Debrecen also represents BMW’s most ambitious use of digital twins and AI in manufacturing.

“The whole plant has been planned virtually in the new system, which we call the factory verse, in our internal naming of it. It’s a project we started with Nvidia a couple of years ago where we synergise the competence of Nvidia from the gaming industry and our knowledge of industrial planning. We’re using all the systems we have for the different components of the plant… but they are now all linked to one virtual, digital twin of the plant.”

The idea is that every planner can work inside a single simulation model, making setup faster and providing a permanent stream of data for optimisation.

“This enabled us to be very fast and effective in setting up this plant, but it gives us a very, very strong base for data. We now have the full scope of this plant in the cloud, and we can apply AI applications to make this plant more effective and utilise all this data for optimisation, quality inspection and logistics,” said Dr Nedeljković.

He emphasised that while Debrecen is the first fossil fuel-free factory, every BMW plant worldwide will follow its own sustainability path, tailored to local resources.

“Every site has a different approach. For instance, in Munich we have geothermal energy. That’s why we have a plan with the city, and it’s already in preparation to utilise geothermal energy for heating and reducing gas consumption. We will use then the same technology from Debrecen in the paint shop to get the paint shop processes done with electricity.”

Other BMW facilities will use hydrogen, bioenergy, or wind and solar, depending on what’s available.

“So you cannot answer with one technological approach for every site on how to do it. You must use the local potentials,” said Dr Nedeljković.

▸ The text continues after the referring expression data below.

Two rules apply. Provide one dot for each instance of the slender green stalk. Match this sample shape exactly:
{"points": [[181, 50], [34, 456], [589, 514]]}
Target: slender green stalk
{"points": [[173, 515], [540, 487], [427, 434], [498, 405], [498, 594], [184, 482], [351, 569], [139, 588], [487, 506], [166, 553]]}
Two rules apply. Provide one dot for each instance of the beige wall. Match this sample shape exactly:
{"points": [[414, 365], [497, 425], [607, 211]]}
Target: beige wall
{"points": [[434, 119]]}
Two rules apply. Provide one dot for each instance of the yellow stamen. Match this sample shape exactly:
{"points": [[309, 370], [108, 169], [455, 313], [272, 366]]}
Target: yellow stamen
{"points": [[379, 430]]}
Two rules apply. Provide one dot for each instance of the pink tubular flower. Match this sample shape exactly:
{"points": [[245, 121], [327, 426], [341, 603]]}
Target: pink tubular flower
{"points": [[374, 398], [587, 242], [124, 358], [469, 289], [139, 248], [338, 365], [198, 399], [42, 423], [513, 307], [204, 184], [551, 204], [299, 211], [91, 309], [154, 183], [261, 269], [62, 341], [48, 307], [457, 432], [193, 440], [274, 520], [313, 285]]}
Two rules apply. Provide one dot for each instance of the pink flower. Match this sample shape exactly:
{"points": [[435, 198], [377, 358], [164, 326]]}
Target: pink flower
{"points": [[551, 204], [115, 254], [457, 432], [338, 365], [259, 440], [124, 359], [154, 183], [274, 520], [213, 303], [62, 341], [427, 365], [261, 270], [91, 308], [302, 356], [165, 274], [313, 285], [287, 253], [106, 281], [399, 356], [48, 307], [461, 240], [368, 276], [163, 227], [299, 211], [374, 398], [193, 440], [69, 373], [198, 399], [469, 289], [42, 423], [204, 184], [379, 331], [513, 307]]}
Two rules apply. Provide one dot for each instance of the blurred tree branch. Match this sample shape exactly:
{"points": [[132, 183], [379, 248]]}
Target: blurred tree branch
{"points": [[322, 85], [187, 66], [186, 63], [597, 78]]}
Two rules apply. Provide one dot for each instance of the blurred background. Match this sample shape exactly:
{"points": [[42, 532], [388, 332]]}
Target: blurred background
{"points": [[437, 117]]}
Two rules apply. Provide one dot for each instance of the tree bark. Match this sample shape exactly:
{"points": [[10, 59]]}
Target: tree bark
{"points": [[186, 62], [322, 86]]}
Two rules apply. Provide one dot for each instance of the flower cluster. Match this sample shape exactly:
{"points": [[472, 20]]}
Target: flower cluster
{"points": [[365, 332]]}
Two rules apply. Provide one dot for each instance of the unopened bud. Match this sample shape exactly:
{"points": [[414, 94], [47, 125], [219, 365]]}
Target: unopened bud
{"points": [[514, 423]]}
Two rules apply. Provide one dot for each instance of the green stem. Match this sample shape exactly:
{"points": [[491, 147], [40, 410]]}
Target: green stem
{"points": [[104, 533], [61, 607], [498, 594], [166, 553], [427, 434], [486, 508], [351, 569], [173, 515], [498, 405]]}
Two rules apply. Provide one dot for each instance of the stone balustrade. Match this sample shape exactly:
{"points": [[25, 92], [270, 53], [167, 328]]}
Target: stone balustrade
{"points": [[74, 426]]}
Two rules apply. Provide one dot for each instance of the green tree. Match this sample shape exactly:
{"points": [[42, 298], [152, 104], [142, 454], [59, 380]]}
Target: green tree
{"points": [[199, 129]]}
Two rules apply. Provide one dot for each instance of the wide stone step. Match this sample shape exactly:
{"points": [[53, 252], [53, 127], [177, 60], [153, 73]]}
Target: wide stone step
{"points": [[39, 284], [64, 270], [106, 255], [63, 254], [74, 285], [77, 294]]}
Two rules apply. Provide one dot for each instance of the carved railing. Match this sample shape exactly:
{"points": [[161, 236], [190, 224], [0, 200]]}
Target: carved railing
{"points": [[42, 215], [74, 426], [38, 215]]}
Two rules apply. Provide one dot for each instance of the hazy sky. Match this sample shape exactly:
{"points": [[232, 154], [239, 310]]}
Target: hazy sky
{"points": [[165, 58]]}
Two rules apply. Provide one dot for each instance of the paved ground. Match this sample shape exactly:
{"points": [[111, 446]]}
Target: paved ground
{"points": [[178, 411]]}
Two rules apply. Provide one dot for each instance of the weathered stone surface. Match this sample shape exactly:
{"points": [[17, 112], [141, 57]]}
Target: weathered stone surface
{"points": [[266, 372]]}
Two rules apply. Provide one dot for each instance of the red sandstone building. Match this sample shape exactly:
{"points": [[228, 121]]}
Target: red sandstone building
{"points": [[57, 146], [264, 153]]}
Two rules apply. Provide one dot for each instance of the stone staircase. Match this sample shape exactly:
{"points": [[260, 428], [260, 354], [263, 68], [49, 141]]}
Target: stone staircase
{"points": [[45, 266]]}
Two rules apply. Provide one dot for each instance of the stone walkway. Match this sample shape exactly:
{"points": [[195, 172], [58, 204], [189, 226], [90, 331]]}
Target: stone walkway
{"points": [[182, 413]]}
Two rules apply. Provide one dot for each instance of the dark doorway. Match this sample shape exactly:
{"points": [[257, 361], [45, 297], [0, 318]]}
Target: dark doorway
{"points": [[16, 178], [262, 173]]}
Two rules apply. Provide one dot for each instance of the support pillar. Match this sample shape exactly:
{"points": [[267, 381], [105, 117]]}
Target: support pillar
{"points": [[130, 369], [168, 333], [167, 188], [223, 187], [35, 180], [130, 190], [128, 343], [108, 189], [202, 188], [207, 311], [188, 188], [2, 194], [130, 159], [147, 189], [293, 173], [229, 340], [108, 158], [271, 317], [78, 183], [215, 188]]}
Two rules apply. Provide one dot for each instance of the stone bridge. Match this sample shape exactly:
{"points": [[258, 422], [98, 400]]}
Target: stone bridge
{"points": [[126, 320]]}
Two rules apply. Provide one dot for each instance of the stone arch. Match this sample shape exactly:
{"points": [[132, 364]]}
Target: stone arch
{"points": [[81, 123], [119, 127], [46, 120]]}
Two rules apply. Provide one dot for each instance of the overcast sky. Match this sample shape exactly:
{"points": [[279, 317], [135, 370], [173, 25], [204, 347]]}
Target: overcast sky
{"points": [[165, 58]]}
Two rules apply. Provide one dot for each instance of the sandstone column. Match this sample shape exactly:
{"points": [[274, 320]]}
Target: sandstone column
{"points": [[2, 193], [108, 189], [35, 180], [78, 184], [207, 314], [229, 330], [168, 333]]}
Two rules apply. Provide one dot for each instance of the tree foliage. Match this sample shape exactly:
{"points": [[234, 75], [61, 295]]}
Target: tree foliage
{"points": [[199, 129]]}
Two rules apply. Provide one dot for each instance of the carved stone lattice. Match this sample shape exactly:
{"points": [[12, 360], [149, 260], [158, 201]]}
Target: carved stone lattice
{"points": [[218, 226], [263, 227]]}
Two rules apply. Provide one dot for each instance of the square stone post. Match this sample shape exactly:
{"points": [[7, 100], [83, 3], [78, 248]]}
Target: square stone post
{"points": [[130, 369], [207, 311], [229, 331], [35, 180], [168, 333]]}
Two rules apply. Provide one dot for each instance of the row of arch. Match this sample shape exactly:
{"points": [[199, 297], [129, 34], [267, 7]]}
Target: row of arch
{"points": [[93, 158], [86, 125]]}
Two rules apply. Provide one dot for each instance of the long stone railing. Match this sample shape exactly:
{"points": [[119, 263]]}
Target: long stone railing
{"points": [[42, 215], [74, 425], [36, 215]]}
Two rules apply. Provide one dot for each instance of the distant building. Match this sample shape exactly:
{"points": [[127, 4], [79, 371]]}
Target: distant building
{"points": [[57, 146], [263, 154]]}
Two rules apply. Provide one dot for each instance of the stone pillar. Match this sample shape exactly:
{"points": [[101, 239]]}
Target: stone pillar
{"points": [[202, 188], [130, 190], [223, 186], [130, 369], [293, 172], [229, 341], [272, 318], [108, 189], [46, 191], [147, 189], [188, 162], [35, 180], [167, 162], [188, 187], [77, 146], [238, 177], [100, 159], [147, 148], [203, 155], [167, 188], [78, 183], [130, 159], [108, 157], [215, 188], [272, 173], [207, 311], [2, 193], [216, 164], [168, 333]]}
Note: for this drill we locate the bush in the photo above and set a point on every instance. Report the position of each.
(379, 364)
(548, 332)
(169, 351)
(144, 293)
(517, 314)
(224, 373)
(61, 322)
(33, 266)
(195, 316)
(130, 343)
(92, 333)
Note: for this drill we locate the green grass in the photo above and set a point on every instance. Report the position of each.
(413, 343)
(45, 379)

Both executives admitted the path is not simple. Gas remains a cheaper energy source, and recycled materials require careful engineering. But both insisted that integrating sustainability at the core of Neue Klasse makes it achievable without pushing costs unreasonably high.

Dr Nedeljković said Debrecen is the blueprint.

“To set up a new facility like Debrecen from scratch and to make it sustainable, it’s the most effective way you can do it, if you compare it to trying to transform an existing structure into a fully sustainable plant,” he said.

It remains to be seen how effectively the electric vehicles of today will be recycled and reused in the decades to come.